Basically, we live in an age where computers are so smart and fast they can crawl the web and look at billions of data points instantly. In a blink they can look at everything you Like, pin or tweet. They can mine census data and other public records, such as how much you paid for your house and whether or not it was ever foreclosed upon. Just search for yourself on Pipl.com —you'll be amazed at the number of companies that claim to have information about your family, income, phone number and much, much more.
Again, the more information you share online, the easier it's going to be for someone to get your mobile number.
4. Technology can dial zillions of random numbers like it's nothing
We've all received calls that don't have another human on the other end. Not only is the recording automated, oftentimes so is the process of finding your number. According to PrivacyStar, automatic dialing devices can figure out and call all possible phone number combinations, including unlisted and mobile numbers.
5. Automatic Number Identification can also sabotage you
According to PrivacyStar, when you call 800, 888, and 900 numbers your phone number can be captured by a system called "Automatic Number Identification" or ANI. ANI automatically identifies and stores your number and matches it with other online digital markers associated with you. (See the big data section above.)
6. The credit bureaus give away your information
Before you get mad at them for spilling so much of your personal information, remember—you're the one who agreed to sign up for that department-store credit card so as to receive 25% off.
7. Charities take all the fun out of being philanthropic
Don't you hate it when you give $10 to some charity that's been hounding you only to have it double down on trying to get even more money from you? The few bucks you gave it are completely eaten up in its marketing efforts to get deeper access to your wallet.

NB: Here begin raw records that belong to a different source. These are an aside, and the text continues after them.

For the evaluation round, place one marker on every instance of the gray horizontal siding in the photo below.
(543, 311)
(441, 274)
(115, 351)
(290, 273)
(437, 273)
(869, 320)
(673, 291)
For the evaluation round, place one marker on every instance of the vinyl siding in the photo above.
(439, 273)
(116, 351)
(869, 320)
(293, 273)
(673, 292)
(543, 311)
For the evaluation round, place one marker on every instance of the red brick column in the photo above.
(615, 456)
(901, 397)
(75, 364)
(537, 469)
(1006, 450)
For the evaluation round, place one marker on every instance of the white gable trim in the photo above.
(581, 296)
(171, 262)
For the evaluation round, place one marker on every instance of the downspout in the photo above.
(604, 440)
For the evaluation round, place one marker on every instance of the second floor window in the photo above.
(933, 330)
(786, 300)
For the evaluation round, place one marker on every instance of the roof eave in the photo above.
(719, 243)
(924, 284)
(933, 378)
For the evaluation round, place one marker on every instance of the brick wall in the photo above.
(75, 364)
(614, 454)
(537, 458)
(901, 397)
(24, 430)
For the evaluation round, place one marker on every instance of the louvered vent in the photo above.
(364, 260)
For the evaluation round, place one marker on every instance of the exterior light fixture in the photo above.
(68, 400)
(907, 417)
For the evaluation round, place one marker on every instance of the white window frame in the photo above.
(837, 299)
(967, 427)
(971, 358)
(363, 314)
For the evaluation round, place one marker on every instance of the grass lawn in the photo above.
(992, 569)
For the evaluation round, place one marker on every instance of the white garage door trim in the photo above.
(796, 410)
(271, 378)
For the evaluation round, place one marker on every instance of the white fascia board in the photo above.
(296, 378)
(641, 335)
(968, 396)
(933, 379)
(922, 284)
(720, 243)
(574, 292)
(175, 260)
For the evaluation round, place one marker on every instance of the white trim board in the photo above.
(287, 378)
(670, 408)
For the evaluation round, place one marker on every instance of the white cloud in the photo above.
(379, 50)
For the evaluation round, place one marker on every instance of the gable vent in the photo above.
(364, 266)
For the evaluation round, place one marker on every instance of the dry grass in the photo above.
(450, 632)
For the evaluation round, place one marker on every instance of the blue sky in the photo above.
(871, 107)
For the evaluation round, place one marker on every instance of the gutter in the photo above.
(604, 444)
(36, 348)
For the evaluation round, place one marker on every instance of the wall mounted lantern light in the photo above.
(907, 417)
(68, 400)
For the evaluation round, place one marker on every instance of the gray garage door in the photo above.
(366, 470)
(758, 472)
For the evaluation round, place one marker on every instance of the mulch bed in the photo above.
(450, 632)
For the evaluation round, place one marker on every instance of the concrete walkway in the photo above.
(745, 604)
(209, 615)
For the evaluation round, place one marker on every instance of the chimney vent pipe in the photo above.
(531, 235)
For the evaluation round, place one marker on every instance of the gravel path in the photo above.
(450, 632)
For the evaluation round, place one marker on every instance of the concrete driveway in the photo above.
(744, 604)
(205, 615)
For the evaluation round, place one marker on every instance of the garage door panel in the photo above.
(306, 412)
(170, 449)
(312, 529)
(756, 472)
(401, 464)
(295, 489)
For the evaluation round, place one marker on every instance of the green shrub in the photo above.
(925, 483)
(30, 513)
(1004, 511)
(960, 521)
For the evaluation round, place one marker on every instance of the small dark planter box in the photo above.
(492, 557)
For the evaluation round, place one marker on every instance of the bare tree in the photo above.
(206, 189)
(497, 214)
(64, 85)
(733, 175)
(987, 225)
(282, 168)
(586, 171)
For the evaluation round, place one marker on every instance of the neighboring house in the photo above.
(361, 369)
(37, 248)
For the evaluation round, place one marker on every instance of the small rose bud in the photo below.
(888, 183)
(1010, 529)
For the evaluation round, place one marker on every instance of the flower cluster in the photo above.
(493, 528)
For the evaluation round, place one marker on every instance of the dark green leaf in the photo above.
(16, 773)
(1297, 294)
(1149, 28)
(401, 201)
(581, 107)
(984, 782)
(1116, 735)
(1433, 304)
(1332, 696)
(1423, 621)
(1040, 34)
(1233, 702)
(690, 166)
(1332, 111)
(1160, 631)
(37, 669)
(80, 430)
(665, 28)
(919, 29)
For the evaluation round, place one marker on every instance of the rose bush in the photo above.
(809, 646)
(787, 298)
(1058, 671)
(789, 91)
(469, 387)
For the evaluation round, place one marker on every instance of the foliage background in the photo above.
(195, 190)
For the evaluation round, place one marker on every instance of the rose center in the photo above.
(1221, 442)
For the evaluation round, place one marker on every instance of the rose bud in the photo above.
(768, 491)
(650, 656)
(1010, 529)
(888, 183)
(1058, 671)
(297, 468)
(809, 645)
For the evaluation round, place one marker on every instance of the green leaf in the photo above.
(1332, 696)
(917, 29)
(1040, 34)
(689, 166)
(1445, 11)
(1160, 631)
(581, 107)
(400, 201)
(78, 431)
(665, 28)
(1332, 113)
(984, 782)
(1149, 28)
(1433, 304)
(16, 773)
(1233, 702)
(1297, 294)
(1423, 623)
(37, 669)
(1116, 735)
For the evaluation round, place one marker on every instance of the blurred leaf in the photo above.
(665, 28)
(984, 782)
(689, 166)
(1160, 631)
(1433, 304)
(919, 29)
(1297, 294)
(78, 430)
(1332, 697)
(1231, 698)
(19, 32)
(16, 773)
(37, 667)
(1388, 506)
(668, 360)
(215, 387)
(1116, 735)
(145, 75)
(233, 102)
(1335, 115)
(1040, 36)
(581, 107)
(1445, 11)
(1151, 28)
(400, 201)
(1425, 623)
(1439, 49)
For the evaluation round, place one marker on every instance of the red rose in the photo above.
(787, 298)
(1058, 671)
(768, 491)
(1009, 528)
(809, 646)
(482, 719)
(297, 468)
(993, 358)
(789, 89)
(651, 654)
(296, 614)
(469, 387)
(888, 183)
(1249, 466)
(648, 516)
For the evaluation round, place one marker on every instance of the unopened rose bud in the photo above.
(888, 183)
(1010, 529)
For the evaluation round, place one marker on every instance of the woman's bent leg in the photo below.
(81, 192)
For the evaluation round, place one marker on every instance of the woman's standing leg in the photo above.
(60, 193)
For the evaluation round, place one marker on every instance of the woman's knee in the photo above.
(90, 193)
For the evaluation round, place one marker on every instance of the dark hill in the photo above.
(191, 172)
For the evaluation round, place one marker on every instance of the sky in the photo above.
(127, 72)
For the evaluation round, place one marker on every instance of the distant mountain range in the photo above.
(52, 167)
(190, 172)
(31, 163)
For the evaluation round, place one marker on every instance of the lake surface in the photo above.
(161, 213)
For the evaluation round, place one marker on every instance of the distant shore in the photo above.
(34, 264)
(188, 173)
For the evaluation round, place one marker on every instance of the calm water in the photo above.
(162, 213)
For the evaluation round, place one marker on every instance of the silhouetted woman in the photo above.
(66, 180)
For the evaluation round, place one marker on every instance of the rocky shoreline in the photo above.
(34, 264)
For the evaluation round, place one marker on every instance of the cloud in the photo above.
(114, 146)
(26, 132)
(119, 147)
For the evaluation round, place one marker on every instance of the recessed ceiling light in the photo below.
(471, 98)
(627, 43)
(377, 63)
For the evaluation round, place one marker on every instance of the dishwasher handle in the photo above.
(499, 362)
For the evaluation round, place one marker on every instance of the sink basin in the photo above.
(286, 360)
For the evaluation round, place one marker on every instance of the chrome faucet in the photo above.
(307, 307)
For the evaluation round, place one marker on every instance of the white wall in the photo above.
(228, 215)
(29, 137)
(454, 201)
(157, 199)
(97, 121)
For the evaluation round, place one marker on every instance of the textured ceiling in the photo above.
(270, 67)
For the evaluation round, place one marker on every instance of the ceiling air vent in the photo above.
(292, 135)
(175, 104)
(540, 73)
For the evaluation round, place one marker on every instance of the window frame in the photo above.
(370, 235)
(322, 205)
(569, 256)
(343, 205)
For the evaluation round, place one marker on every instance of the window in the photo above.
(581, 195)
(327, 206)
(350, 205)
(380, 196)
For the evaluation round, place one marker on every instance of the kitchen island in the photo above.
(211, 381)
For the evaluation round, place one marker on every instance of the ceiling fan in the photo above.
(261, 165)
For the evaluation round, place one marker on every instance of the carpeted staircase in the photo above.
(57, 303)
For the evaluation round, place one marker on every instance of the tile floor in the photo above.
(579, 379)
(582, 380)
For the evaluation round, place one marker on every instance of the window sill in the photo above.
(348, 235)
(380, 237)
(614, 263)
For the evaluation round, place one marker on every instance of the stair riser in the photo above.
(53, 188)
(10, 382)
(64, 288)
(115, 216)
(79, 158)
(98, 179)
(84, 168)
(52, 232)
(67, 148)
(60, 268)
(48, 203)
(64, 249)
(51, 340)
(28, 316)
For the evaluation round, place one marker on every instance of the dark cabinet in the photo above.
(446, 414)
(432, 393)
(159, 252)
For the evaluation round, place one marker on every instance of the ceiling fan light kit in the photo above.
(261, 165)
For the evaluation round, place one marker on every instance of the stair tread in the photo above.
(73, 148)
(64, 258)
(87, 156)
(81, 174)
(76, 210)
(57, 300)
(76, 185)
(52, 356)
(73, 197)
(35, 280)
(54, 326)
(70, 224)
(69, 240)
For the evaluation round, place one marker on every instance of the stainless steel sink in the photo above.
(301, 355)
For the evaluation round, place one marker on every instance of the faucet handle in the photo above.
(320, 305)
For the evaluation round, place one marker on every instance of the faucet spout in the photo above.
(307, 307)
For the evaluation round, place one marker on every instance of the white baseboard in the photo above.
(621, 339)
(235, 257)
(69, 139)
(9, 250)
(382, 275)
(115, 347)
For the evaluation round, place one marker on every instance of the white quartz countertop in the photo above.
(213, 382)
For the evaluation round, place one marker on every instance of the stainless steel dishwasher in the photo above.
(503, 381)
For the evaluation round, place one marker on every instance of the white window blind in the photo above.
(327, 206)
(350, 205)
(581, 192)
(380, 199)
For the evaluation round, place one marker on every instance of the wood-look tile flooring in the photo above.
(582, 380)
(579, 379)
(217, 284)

Blame the third-party telemarketing companies the charities hire to collect funds on their behalf. According to PrivacyStar, "The telemarketers keep a percentage of whatever they collect, turning over the rest of your donation to the charity. However, the telemarketers also keep your personal information, from which they can profit exponentially as they sell and resell it to other telemarketing companies."
What to do about it
And, while some telemarketers don't heed it, many do—register your number on the National Do Not Call Registry. Note that if you give your cell phone number to a business, they can call you for up to 180 days after even if you're on the Do Not Call Registry.
[Editor's note: Canada has its own Do Not Call registry which can be found HERE.]
Even better, use a fake or alternate number if you absolutely must sign up for a loyalty program or contest. And there's simply no reason you need to post your phone number on Facebook or your Google profile. The people who you want to hear from already have your number.
Also, make sure to install on your phone an app that will block numbers from texting and calling you. And use an app that identifies spammers when they call. Alternately, get a Google Voice number. It has a good screener and you can block numbers.